Nous savons maintenant ce que valent les engagements de Poutine.
========== précisions sur les mémorandums de Budapest ===========
Les 5 et 6 décembre 1994 sont signés les mémorandums de Budapest. Ce sont trois documents signés en termes identiques par la Biélorussie, le Kazakhstan et l’Ukraine ainsi que par les États-Unis, le Royaume-Uni et la Russie, qui accordent des garanties d’intégrité territoriale et de sécurité à chacune de ces trois anciennes républiques socialistes soviétiques (RSS) en échange de leur ratification du traité sur la non-prolifération des armes nucléaires (TNP). Boris Eltsine prend donc alors l’engagement : « de respecter l’indépendance, la souveraineté et les frontières existantes de l’Ukraine. (…) de s’abstenir de recourir à la menace ou à l’emploi de la force contre l’intégrité territoriale ou l’indépendance politique de l’Ukraine (…) de s’abstenir de toute coercition économique visant à subordonner à leur propre intérêt l’exercice par l’Ukraine des droits inhérents à sa souveraineté et de s’assurer ainsi des avantages de toute nature. » (Mémorandum de Budapest).

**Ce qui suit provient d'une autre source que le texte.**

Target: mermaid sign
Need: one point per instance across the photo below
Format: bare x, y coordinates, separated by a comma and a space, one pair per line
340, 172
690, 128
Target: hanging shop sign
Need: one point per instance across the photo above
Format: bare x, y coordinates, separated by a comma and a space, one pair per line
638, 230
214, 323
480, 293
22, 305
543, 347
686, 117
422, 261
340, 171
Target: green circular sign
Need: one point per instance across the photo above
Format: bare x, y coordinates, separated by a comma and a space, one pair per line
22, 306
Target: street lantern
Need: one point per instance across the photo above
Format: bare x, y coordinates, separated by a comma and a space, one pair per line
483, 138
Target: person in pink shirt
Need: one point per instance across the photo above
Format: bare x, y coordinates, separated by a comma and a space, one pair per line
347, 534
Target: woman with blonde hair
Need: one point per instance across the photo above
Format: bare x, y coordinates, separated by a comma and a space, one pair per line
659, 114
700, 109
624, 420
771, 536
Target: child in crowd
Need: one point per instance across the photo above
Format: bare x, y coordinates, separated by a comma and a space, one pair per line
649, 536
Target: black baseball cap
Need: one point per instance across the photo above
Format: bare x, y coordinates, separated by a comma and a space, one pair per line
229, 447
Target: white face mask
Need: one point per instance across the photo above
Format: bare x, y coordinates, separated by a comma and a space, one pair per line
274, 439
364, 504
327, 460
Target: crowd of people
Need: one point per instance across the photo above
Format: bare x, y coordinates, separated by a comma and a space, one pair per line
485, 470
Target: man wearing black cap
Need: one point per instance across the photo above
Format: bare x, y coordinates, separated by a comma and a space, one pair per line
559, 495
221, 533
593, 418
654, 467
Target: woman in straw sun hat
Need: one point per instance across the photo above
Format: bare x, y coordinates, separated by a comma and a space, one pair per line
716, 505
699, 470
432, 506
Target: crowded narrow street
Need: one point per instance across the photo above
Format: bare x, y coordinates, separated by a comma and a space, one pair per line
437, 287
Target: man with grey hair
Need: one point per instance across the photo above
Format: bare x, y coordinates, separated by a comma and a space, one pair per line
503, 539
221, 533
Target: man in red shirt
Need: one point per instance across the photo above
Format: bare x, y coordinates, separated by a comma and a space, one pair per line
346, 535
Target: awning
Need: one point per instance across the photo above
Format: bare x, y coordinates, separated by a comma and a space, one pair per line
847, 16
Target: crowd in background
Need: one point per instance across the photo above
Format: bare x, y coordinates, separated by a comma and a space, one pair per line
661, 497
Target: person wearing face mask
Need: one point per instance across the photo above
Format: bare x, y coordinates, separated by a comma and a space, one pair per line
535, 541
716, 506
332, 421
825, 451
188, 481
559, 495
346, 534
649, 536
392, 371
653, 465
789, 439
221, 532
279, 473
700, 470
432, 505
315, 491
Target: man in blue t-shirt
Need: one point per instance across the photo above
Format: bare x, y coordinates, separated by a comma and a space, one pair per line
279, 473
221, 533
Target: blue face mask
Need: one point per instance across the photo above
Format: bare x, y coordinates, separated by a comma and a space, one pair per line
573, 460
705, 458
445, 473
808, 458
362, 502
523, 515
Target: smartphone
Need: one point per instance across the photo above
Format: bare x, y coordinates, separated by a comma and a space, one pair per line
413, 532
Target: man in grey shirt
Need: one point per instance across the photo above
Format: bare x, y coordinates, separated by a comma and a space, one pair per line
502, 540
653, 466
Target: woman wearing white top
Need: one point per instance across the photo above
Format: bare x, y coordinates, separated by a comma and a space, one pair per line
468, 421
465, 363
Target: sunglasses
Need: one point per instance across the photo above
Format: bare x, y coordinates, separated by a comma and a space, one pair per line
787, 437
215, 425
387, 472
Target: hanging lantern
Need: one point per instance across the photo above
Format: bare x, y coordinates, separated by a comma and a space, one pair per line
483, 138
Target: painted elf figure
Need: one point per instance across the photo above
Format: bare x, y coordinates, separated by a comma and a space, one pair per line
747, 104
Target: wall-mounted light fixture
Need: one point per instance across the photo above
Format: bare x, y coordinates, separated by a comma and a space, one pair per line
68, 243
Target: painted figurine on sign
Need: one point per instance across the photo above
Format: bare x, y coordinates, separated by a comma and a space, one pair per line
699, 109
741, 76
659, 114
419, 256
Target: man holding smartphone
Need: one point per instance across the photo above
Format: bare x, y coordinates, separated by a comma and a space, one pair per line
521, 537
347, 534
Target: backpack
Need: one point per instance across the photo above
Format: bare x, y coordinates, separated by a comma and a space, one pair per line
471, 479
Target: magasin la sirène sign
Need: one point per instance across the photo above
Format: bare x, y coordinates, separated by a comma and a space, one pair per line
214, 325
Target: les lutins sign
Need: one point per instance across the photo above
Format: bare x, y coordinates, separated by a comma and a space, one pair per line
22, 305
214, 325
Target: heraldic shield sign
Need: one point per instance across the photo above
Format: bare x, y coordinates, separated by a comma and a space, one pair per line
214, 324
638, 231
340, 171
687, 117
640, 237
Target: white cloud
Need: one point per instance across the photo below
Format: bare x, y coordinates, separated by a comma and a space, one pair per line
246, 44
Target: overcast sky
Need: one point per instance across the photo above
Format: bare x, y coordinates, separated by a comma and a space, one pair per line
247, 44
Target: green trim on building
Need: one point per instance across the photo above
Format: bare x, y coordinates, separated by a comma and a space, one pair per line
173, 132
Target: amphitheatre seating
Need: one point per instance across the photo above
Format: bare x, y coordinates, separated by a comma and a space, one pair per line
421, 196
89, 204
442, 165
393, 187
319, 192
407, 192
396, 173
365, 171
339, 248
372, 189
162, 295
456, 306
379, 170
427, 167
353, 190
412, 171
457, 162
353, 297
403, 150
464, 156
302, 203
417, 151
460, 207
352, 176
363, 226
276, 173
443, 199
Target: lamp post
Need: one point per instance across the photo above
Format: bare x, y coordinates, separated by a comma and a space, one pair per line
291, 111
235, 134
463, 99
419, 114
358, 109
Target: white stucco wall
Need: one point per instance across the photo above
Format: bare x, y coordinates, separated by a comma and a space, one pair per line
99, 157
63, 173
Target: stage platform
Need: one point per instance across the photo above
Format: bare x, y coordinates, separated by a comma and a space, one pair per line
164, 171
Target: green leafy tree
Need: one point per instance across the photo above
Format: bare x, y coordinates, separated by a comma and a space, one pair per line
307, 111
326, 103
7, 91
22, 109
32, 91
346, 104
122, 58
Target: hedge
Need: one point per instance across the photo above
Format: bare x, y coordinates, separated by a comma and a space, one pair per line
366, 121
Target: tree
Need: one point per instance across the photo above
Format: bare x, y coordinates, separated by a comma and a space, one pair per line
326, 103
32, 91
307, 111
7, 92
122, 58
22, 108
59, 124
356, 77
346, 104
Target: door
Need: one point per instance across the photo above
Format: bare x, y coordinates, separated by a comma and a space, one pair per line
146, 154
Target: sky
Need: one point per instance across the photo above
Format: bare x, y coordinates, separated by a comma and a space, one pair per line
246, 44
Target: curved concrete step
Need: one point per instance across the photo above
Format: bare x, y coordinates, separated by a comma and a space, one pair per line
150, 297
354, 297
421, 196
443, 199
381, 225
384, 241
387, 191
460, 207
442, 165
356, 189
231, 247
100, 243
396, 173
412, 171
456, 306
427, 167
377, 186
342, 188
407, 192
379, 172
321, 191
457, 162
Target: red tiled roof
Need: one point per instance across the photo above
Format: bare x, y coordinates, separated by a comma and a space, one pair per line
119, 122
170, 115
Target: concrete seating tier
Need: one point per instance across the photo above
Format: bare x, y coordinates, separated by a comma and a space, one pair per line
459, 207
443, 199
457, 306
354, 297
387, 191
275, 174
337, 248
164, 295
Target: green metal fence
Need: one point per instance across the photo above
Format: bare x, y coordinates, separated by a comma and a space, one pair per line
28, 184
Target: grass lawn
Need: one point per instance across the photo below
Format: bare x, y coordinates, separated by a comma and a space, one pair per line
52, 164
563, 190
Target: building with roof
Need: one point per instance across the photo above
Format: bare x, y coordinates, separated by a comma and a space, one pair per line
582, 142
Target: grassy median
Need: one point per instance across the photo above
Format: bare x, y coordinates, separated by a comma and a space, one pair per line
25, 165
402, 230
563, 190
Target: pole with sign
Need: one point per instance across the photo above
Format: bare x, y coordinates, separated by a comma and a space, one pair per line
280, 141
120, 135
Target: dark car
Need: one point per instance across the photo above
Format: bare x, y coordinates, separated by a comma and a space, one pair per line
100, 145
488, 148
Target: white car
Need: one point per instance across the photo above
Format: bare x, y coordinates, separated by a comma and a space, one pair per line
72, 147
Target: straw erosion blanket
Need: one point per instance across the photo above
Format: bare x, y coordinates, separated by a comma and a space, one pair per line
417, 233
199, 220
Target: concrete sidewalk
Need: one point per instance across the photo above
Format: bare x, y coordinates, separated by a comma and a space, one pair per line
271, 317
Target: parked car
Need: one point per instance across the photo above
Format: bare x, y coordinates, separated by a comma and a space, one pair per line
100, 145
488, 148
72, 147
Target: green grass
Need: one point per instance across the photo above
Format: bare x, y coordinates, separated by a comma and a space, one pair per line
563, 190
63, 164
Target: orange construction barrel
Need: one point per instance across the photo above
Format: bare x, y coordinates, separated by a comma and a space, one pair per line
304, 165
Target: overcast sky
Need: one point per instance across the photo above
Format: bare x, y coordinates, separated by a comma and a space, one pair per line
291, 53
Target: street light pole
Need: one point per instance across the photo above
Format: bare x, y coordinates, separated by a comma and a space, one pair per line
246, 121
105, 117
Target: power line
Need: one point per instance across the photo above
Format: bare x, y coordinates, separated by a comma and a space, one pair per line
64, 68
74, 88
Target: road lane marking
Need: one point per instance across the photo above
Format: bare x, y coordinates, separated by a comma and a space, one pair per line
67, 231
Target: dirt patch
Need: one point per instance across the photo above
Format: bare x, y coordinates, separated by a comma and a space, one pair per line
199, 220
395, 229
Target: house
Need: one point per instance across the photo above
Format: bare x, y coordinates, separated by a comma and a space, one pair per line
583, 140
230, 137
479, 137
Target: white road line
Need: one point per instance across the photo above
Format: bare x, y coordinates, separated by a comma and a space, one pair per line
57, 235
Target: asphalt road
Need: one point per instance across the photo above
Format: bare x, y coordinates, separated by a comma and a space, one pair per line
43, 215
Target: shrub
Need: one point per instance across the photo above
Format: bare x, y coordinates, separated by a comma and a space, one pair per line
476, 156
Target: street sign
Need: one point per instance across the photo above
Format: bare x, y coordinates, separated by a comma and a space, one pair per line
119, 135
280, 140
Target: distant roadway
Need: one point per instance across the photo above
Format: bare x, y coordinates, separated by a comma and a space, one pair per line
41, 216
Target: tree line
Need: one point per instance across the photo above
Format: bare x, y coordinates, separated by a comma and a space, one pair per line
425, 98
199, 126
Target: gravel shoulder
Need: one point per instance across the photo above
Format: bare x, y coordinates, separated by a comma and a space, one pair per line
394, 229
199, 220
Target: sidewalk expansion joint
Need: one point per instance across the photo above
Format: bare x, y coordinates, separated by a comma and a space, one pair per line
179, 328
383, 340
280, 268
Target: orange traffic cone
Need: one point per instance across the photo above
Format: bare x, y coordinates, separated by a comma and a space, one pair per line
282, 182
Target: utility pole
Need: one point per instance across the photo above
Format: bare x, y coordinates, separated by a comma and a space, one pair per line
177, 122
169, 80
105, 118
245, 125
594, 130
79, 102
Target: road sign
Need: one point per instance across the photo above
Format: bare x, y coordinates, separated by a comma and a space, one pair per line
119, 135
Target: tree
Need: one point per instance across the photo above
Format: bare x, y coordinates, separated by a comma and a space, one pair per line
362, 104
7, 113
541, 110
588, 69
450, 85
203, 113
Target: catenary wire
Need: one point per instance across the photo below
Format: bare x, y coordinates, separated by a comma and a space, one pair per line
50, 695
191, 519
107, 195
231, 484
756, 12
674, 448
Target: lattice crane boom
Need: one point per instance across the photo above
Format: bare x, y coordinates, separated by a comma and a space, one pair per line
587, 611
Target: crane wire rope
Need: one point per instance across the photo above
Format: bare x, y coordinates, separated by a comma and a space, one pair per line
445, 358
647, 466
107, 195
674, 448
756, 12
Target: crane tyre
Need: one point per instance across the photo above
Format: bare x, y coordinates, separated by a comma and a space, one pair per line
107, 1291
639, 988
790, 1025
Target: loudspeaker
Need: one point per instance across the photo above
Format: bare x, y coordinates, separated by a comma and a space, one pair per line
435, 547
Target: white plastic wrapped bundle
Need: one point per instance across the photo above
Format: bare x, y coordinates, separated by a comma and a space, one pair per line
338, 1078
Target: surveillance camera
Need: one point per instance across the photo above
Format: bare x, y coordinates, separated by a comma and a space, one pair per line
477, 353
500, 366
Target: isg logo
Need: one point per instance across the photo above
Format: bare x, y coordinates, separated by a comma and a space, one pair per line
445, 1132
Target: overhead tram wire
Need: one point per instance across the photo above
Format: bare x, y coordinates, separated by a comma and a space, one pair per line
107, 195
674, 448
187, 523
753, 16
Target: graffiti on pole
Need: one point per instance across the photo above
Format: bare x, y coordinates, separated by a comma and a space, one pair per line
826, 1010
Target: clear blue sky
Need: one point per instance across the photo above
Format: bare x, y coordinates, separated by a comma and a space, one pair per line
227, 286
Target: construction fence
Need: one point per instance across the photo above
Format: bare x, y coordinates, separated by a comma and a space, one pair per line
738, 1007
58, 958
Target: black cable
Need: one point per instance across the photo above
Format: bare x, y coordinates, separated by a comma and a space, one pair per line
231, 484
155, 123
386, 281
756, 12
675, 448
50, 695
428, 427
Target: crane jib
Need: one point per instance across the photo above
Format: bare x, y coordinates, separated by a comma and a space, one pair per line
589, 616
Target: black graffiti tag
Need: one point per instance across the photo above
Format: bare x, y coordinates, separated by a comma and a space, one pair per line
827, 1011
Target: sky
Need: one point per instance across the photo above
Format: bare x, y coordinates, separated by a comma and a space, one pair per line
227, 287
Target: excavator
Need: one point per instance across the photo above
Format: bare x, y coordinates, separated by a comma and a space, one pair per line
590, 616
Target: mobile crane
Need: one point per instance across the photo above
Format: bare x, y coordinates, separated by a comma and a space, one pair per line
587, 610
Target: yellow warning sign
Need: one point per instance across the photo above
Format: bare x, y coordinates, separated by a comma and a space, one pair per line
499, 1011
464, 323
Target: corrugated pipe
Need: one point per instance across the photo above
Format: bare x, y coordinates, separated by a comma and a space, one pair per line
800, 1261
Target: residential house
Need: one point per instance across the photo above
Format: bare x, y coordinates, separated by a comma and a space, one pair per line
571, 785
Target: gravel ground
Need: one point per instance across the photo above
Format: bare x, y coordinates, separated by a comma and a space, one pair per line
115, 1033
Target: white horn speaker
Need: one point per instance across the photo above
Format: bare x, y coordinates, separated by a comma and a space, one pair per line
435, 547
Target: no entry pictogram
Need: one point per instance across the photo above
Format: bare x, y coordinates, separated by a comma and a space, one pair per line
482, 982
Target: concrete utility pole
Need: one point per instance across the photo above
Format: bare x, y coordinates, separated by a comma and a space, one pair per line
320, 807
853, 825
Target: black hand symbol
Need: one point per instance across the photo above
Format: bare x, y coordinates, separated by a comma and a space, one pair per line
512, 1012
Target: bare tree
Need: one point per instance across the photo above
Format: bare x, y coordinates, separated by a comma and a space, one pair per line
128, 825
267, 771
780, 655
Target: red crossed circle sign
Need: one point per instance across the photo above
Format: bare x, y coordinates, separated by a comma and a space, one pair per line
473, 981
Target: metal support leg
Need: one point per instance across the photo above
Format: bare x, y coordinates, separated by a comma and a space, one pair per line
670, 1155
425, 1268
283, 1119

En 2009, les États-Unis et la Russie confirmeront la validité de ces trois mémorandums lorsque le traité START expire. Ils publient la déclaration commune du 4 décembre 2009 : « Le respect par ces États de leurs obligations au titre du protocole au traité START du 23 mai 1992 (Protocole de Lisbonne) et leur adhésion au TNP (Traité de Non-Prolifération) en tant qu’États non dotés d’armes nucléaires ont renforcé leur sécurité, ce qui s’est traduit, entre autres, dans les mémorandums de Budapest du 5 décembre 1994. À cet égard, les États-Unis d’Amérique et la Fédération de Russie confirment que les assurances consignées dans les mémorandums de Budapest resteront en vigueur après le 4 décembre 2009. ».